Market Recap
The Nifty index staged a relief rally, ending the session at 25,175.40, up 0.51%, after successfully defending its previous swing low. The rebound gained traction once the index managed to sustain above the psychological 25,000 mark, offering temporary respite after the recent correction.
Market breadth improved during the session, with the advance–decline ratio turning supportive, signalling broader participation in the recovery attempt rather than a narrow, stock-specific bounce.
Technically, Nifty has moved back above its 200-day moving average, a positive short-term development. However, the index continues to trade below its short- and medium-term moving averages, suggesting that the current move is corrective in nature rather than the start of a fresh uptrend.
Technical View – Nifty
Momentum indicators reflect early stabilisation but stop short of confirming a trend reversal:
- The daily RSI, positioned near the 34–35 zone, is showing initial signs of base formation after remaining in oversold territory.
- The MACD suggests that downside momentum has eased, though it has yet to generate a clear bullish crossover.
- India VIX, at 14.45, remains elevated, indicating ongoing uncertainty and the likelihood of heightened intraday volatility.
Key Levels to Watch – Nifty
- Support: 24,950–25,000
Holding above this band keeps the short-term base formation intact. - Resistance: 25,300–25,350
A stronger hurdle is placed near 25,450, coinciding with the short-term moving average.
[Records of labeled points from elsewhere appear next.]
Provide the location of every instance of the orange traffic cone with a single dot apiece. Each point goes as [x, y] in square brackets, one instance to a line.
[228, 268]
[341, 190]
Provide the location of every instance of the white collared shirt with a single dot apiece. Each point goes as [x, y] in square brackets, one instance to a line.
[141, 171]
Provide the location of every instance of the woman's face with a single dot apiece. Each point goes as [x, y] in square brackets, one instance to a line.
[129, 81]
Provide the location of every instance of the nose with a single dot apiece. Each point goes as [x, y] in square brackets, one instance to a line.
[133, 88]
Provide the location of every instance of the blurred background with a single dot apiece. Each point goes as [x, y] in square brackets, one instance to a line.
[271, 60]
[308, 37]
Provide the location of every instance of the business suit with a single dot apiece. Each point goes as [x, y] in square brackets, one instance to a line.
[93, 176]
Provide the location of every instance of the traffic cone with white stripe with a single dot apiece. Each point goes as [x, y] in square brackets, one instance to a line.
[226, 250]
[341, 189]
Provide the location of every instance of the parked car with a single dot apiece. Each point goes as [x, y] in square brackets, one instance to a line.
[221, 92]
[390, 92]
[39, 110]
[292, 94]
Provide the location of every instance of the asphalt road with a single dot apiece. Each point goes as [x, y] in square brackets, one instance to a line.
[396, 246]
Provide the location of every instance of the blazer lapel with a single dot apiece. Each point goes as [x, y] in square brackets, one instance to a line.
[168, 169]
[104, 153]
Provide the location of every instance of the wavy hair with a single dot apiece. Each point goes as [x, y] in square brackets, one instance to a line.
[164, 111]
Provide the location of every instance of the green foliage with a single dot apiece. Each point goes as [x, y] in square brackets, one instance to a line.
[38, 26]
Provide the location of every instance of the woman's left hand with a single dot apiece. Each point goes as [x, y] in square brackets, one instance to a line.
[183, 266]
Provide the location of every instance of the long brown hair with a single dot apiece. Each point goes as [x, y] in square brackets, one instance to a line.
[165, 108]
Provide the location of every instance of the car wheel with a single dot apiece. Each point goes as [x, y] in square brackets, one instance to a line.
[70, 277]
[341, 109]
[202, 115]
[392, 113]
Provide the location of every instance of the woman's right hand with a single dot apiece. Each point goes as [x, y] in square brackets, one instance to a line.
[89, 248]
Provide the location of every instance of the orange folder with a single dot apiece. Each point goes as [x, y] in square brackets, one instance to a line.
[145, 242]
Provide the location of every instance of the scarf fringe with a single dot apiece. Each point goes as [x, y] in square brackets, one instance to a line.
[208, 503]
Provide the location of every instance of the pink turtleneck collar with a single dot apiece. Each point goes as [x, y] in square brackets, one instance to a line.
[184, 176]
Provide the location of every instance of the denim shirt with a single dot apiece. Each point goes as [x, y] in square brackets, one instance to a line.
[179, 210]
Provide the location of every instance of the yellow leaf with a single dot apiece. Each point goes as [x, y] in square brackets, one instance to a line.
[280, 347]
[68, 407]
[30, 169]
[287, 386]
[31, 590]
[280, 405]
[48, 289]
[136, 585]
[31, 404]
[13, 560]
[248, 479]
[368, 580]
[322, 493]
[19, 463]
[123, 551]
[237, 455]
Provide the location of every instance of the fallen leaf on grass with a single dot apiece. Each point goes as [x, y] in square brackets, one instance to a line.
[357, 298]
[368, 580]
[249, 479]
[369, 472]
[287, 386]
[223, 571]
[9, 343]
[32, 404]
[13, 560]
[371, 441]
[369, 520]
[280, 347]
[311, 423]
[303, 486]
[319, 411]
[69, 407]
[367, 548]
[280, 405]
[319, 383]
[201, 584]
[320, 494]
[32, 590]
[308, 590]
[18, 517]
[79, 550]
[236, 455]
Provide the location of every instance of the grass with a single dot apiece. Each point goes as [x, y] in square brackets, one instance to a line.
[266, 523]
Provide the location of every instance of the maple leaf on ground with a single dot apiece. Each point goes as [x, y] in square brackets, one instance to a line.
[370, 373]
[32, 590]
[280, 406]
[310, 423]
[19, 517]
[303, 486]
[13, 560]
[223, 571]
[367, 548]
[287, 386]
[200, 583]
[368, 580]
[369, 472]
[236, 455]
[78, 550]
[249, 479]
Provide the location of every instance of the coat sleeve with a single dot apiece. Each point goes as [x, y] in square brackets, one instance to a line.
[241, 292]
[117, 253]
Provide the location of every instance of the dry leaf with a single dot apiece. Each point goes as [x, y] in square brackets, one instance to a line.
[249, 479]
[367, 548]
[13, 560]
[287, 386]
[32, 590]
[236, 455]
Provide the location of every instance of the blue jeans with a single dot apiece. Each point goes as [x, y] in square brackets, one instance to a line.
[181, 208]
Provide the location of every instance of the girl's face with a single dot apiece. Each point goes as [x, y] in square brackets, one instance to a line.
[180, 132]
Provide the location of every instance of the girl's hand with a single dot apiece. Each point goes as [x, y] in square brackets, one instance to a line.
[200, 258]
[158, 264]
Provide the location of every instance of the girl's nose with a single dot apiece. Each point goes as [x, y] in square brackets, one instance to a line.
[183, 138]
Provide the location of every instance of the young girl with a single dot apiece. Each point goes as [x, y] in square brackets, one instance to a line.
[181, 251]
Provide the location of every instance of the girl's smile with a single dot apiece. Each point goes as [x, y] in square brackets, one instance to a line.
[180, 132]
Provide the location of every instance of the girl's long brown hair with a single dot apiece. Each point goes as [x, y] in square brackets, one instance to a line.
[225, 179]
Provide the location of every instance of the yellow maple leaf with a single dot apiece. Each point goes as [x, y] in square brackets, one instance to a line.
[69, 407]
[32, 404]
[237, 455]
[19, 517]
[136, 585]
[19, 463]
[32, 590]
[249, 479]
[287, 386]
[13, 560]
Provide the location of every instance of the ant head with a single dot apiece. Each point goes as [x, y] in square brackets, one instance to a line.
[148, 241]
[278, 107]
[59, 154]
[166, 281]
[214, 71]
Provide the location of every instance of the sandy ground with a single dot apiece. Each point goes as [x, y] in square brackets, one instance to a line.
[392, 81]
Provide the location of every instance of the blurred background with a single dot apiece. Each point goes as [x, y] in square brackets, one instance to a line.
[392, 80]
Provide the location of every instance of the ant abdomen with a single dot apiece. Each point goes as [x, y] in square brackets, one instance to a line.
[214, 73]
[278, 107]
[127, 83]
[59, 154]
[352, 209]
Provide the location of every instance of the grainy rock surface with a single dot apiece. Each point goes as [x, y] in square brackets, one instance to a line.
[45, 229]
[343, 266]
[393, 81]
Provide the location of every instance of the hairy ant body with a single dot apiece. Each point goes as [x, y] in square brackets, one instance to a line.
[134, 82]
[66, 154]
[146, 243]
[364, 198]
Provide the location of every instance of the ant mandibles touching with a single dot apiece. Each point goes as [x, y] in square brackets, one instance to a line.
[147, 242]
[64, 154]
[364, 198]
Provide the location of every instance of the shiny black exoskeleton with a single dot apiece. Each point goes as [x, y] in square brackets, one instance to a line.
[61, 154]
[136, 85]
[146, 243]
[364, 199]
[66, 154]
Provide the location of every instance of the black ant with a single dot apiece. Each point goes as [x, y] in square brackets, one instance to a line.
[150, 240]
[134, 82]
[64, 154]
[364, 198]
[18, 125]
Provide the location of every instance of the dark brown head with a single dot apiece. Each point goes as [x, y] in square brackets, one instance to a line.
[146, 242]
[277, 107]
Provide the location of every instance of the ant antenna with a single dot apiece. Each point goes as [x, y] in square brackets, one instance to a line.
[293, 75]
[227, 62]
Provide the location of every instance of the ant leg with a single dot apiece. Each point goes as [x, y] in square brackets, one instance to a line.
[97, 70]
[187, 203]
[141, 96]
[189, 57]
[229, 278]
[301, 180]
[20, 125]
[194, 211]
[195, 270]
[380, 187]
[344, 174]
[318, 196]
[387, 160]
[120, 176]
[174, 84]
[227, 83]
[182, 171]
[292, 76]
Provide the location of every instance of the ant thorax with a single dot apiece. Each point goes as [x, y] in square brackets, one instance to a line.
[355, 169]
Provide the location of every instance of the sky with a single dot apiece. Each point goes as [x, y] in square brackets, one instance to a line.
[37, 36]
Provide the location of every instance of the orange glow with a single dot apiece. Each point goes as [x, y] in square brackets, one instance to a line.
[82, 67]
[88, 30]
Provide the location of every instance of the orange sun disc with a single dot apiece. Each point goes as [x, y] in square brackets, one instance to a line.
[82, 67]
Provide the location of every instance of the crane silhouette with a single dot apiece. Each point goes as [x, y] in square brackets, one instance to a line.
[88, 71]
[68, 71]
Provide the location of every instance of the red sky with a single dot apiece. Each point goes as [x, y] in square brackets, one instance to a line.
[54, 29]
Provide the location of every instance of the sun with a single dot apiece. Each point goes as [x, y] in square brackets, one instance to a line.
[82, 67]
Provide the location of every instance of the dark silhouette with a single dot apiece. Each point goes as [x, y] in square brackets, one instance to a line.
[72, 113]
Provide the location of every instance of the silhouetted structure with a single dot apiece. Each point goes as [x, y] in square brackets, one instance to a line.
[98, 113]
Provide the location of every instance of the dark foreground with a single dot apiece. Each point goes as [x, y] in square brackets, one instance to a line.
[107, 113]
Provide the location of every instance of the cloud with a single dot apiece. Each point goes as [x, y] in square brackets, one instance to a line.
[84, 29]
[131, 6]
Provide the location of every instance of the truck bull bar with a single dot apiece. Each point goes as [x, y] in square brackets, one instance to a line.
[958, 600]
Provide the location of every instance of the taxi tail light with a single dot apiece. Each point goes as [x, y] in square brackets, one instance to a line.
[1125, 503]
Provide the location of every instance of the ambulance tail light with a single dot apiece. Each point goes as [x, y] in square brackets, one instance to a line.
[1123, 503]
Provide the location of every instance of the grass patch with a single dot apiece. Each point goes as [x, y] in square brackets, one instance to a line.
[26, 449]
While the current move appears to be relief-driven, further upside traction may emerge only if Nifty sustains decisively above 25,300. Failure to do so could result in renewed consolidation or volatility.
Nifty Bank Outlook
The Nifty Bank index settled at 59,205.45, gaining 1.25%, after witnessing a recovery from recent lows. The index opened on a steady note and gradually built strength through the session, eventually closing above its intraday VWAP, indicating improving intraday sentiment.
On the daily chart, Nifty Bank formed a bullish piercing candlestick near lower levels, highlighting buying interest following the recent decline. However, the index continues to trade below its short- and medium-term moving averages, while the Supertrend remains positioned near 60,000, keeping the broader setup under pressure.
Momentum indicators present a mixed picture:
- The RSI has edged higher toward the 48 zone, signalling mild improvement.
- The MACD, however, remains below the zero line, indicating that upside momentum has yet to fully revive.
Key Levels to Watch – Nifty Bank
- Support: 58,750–58,900
A breakdown below this band could invite renewed weakness. - Resistance: 59,500–59,800
This zone is expected to cap near-term upside.
Market Outlook
Both Nifty and Nifty Bank have shown signs of stabilisation after the recent correction, supported by improved breadth and short-covering. However, the absence of strong follow-through buying and continued trading below key moving averages suggest that the recovery remains fragile.
Sustained strength above 25,300 in Nifty and 59,500 in Nifty Bank will be crucial to signal any meaningful improvement in the short-term outlook. Until such confirmation emerges, the market is likely to remain range-bound and volatile, with traders advised to stay selective and disciplined.